В другой пьесе, поставленной Всеволодом Мейерхольдом, «Учителе Бубусе», комедия положений обретает горький привкус. Не смех вызывает, но жалость судьба романтического одиночки Дон-Кихота среди злых химер столетия…
И снова — та же тема, уже в других временных и сюжетных измерениях, уже на сцене МХАТа, в «Евграфе — искателе приключений».
Перу Алексея Михайловича принадлежит немало пьес, в числе которых и «Неблагодарная роль», и «Концерт», и «Капитан Костров», однако успех наибольший выпал на пьесу «Человек с портфелем».
И нынче, спустя многие, многие годы, возникает это название то на одной, то на другой театральной афише.
В чем сила и долгожительство «Человека с портфелем»?
Вероятно, в том, что ее детективно построенный сюжет мастерством драматурга, уровнем его сценического мышления сумел вобрать в себя, не в пример многим нынешним детективам, угнетающим своей однозначностью и повторяемостью, темы крупные, трогающие ум и душу, наталкивающие на серьезные раздумья. Когда теперь смотришь удачные произведения этого жанра, а таких было за последнее время несколько, вспоминаешь пьесу Файко, до некоторой степени родоначальника советского детектива в лучшем смысле этого слова.
И еще в «Человеке с портфелем»: истинные человеческие характеры, которые интересно, всякий раз открывая для себя нечто новое, играть артистам, а зрителям — напряженно следить за развитием и столкновениями идей и людей. Двойственность, зыбкость индивидуалистического сознания — снова в поле зрения автора, верного своим художественным принципам.
Когда Алексею Михайловичу исполнилось семьдесят лет — отказался от традиционного чествования, дерматиновых переплетов, превращения в чеховский «многоуважаемый шкаф». Драматурги устроили Файко тихий товарищеский обед. Кто-то все-таки поднял тост за юбиляра, назвал его определяющую черту — изящность.

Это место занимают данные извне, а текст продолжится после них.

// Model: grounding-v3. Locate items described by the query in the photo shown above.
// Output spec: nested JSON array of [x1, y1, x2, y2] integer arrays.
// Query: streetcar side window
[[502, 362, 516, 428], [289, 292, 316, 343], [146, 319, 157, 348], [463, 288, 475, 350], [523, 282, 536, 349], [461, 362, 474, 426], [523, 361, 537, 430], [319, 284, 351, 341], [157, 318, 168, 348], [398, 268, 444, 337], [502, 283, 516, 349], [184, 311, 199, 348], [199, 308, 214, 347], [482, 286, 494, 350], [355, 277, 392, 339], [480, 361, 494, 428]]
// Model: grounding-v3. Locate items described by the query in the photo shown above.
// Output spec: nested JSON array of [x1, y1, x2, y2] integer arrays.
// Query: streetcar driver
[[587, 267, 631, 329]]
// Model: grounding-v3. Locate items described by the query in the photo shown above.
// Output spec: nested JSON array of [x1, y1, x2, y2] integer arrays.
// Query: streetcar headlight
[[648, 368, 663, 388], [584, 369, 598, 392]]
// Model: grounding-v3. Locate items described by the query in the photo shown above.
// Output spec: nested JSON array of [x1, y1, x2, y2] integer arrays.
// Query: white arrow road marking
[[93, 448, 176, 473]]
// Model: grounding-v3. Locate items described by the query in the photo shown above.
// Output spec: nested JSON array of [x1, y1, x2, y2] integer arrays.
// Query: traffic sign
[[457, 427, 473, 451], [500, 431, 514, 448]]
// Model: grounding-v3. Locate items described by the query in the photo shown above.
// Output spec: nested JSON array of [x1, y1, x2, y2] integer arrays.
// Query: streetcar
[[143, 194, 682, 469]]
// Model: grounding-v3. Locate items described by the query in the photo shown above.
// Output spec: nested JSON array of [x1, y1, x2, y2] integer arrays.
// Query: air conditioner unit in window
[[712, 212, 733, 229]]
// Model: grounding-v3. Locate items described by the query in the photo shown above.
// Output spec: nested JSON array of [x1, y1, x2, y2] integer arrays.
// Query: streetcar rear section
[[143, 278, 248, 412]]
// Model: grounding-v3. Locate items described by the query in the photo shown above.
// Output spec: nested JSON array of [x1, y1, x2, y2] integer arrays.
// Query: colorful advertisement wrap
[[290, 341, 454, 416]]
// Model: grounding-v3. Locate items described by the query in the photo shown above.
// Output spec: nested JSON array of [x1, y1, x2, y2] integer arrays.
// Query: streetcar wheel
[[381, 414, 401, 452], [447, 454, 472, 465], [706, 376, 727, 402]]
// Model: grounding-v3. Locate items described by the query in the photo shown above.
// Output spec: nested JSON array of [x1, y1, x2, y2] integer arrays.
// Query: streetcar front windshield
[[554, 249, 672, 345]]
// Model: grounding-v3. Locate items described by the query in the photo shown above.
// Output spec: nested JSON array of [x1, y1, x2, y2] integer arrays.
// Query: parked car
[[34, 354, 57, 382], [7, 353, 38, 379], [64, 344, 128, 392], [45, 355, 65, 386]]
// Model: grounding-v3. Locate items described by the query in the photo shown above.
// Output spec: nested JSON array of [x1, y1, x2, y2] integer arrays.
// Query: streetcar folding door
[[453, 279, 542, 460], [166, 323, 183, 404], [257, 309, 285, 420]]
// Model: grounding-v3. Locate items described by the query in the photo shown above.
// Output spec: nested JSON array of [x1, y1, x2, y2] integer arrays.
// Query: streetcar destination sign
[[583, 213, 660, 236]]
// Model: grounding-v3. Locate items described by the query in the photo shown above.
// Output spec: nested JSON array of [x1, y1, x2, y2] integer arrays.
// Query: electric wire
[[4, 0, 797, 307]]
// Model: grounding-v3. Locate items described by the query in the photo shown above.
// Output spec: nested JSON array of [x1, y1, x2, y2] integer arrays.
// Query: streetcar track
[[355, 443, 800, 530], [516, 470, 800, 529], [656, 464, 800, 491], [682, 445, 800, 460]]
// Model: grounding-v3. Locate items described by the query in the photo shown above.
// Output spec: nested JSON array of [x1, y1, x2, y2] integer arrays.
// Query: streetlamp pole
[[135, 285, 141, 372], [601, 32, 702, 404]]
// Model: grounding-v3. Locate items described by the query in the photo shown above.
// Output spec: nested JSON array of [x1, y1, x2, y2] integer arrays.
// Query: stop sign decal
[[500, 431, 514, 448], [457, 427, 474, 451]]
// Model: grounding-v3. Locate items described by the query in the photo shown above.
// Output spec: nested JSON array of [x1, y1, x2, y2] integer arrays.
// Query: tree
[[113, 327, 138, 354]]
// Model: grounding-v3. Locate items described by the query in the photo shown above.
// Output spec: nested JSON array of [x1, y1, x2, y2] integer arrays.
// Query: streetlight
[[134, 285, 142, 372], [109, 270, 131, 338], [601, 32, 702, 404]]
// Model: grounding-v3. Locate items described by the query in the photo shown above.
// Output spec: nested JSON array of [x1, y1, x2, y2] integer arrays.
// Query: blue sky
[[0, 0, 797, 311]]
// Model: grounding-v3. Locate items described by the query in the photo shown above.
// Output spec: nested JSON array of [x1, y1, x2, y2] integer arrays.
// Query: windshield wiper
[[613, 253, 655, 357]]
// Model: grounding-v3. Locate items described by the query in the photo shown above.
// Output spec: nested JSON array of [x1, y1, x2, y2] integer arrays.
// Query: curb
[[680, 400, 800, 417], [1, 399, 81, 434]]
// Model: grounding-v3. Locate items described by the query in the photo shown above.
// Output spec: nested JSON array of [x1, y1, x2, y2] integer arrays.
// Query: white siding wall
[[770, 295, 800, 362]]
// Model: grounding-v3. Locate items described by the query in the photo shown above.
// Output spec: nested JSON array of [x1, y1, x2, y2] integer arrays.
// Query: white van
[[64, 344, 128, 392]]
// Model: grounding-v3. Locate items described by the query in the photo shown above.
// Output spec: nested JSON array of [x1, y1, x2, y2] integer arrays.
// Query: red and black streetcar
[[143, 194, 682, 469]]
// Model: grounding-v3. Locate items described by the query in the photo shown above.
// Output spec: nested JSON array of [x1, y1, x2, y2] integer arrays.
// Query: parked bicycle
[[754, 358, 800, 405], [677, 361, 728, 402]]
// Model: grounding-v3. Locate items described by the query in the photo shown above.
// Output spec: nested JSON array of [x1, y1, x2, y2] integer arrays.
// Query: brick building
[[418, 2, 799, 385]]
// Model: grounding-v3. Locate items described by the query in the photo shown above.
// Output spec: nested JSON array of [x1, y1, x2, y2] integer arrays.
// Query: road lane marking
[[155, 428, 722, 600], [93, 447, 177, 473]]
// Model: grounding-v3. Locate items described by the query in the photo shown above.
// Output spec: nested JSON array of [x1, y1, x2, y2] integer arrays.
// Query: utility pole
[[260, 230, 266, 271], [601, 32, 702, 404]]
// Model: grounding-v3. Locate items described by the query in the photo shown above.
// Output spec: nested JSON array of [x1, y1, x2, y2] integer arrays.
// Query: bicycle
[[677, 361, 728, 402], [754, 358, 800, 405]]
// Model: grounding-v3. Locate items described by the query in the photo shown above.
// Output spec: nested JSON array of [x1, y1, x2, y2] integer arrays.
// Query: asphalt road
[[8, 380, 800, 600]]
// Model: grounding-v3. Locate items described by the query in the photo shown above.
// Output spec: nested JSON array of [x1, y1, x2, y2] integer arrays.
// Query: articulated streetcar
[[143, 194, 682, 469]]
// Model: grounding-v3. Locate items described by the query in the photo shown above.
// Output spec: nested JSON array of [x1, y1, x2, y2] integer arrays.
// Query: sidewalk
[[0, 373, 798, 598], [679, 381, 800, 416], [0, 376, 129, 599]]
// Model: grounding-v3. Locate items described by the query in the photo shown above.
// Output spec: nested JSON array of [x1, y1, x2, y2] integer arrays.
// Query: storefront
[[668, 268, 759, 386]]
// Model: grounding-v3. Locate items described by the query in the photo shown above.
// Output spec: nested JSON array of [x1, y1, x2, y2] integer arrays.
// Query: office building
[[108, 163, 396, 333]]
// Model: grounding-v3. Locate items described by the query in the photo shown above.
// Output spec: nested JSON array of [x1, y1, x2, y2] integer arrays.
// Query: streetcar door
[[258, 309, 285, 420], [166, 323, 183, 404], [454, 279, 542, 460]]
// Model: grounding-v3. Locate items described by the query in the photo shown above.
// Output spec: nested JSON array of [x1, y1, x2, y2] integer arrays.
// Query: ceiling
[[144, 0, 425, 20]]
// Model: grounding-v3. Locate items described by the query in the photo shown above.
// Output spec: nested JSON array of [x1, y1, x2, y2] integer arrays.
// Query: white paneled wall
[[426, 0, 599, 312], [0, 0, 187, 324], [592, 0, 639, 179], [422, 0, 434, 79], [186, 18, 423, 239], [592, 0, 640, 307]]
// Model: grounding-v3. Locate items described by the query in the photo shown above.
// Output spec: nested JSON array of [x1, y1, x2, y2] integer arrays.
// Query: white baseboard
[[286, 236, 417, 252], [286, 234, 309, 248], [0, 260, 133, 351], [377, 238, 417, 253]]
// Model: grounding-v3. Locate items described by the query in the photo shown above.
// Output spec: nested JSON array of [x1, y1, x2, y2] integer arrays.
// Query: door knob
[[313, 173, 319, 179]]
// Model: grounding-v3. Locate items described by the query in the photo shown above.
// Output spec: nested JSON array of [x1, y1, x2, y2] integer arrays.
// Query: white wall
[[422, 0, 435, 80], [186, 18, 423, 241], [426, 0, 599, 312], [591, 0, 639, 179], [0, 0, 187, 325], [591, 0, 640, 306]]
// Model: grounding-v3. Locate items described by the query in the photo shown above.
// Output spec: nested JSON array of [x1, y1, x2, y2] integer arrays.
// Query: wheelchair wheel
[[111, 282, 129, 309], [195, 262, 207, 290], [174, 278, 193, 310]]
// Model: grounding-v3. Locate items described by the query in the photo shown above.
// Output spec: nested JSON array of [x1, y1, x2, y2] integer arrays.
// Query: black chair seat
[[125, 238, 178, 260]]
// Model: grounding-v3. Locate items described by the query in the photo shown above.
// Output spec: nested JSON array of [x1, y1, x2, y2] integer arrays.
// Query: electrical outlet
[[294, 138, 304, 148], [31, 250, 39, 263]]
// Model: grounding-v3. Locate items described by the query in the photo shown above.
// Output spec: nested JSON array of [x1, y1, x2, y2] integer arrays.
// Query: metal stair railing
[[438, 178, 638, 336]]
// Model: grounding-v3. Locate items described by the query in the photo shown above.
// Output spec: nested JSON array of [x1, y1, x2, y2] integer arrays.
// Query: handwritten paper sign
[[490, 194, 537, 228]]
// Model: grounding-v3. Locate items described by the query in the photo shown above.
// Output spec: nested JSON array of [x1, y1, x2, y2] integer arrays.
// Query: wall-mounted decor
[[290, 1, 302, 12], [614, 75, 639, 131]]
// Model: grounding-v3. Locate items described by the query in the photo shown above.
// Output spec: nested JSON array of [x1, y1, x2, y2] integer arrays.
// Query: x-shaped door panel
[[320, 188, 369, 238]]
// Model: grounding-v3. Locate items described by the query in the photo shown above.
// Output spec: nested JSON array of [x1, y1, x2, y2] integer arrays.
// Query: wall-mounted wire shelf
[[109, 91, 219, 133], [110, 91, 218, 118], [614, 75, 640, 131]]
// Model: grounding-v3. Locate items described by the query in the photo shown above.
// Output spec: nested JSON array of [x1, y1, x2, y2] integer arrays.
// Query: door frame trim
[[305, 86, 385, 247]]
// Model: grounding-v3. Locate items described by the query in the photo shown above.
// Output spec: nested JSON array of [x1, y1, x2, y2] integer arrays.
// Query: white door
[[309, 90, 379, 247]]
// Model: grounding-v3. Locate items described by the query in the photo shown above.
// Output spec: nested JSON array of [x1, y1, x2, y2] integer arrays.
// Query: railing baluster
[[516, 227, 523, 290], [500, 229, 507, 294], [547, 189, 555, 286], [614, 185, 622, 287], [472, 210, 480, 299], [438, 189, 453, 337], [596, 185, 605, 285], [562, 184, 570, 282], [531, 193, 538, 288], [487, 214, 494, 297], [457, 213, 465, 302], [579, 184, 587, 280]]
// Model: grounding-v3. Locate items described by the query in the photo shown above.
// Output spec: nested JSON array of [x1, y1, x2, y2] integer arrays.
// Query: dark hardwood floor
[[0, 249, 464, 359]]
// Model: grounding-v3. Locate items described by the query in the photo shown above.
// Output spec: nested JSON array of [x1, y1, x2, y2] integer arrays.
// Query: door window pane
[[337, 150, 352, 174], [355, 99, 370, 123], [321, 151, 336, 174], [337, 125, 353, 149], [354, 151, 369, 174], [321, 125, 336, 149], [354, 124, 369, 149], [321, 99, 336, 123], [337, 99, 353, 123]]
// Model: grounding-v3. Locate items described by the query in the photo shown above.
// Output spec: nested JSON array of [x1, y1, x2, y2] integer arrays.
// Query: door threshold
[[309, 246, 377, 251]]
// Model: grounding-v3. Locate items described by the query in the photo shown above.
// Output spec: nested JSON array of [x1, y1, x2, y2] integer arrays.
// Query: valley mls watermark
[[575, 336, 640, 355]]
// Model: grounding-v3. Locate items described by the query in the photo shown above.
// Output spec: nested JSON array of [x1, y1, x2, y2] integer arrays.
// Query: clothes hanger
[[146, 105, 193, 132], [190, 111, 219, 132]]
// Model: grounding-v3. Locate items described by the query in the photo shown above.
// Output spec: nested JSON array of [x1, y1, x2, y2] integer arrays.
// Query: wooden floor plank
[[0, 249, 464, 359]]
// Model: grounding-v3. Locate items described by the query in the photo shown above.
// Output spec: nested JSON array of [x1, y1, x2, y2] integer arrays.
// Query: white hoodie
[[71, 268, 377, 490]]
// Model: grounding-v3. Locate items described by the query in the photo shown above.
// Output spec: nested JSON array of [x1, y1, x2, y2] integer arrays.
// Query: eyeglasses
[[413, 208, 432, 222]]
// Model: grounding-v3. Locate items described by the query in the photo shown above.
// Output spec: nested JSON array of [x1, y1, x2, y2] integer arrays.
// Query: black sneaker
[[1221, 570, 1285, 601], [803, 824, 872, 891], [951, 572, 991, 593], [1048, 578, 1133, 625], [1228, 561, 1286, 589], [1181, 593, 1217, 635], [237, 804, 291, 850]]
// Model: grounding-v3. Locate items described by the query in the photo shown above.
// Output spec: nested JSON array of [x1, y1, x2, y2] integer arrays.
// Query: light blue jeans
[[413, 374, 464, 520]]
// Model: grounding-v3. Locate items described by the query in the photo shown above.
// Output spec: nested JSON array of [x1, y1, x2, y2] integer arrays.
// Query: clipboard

Да, верно. Пьесы Файко изящны. Изящно построение. Реплика. Диалог. Финалы эпизодов.
Изящны эссе Файко, печатавшиеся в последние годы. О Мейерхольде. О Бабановой. О Всеволоде Вишневском.
Изящен он сам.
Своим чуть насмешливым отношением к своей «немолодости». (Как? Мне восемьдесят лет?! Это тоже — своего рода — комедия положений!) Своей скромностью, не наигранной, всегда оснащенной легкой, чуть уловимой иронией. Своим любопытством, живым, молодым, острым — к тому, что делают люди вокруг него.
Вероятно, это и есть черты молодости — в немолодых людях.
Первый солдат.И трогательно, и грустновато, и в чем-то по-человечески очень значительно: после смерти Льва Наумовича Свердлина его жена, Александра Яковлевна Москалева, тоже актриса Театра имени Маяковского, срочно обменяв свою квартиру на Калужской, поселилась рядом, на одной лестничной клетке с квартирой Николая Павловича Охлопкова, там, где осталась в одиночестве Елена Ивановна Зотова, жена Охлопкова, верный его друг, режиссер того же Театра имени Маяковского.
Фактически вдовы двух больших художников, ушедших из жизни один за другим, стали жить одной семьей.
Я пригласил как-то Елену Ивановну на свою премьеру.
— Не будет занята в спектакле Шура — придем, а как же, — ответила Елена Ивановна.
Александра Яковлевна играла, оказывается, в этот вечер в спектакле, и прийти — не смогли.
Всё вместе — вечера, горе, работа, жизнь…
В московских «Зрелищах» — я писал об этом в первой части книги — было забавной неожиданностью для меня наткнуться на вклейку — приложение с программами московских театров. Репертуар Театра имени Мейерхольда. Сотое представление «Земли дыбом» 23 декабря 1923 года.
И в конце колонки — перечисление безымянных персонажей.
Первый солдат — Лев Свердлин.
Второй солдат — Николай Охлопков.
С той юношеской поры революции и была незыблемой дружба ее двух художников, освященная нетлеющим огнем высокого творческого напряжения, азарта и счастья совместных художественных открытий.
Я познакомился с Львом Наумовичем впервые в доме Охлопковых, когда и тот и другой как личности были для меня еще закрытой книгой, и тогда, помнится, поразила меня мужская нежность, с какой Лев Наумович произносил имя «Коля», а Николай Павлович имя «Лева». Нет, Левой он называл Свердлина крайне редко, больше — Левушка, иногда шепотом, и тогда это «Левушка» звучало почти зловеще.
Кроме общего дела их сближала детскость.
Имя Свердлина притягивало меня с давней поры, я услышал его впервые от Юрия Павловича Германа — он только что вернулся из Москвы, с репетиций своего «Вступления» в Театре имени Мейерхольда.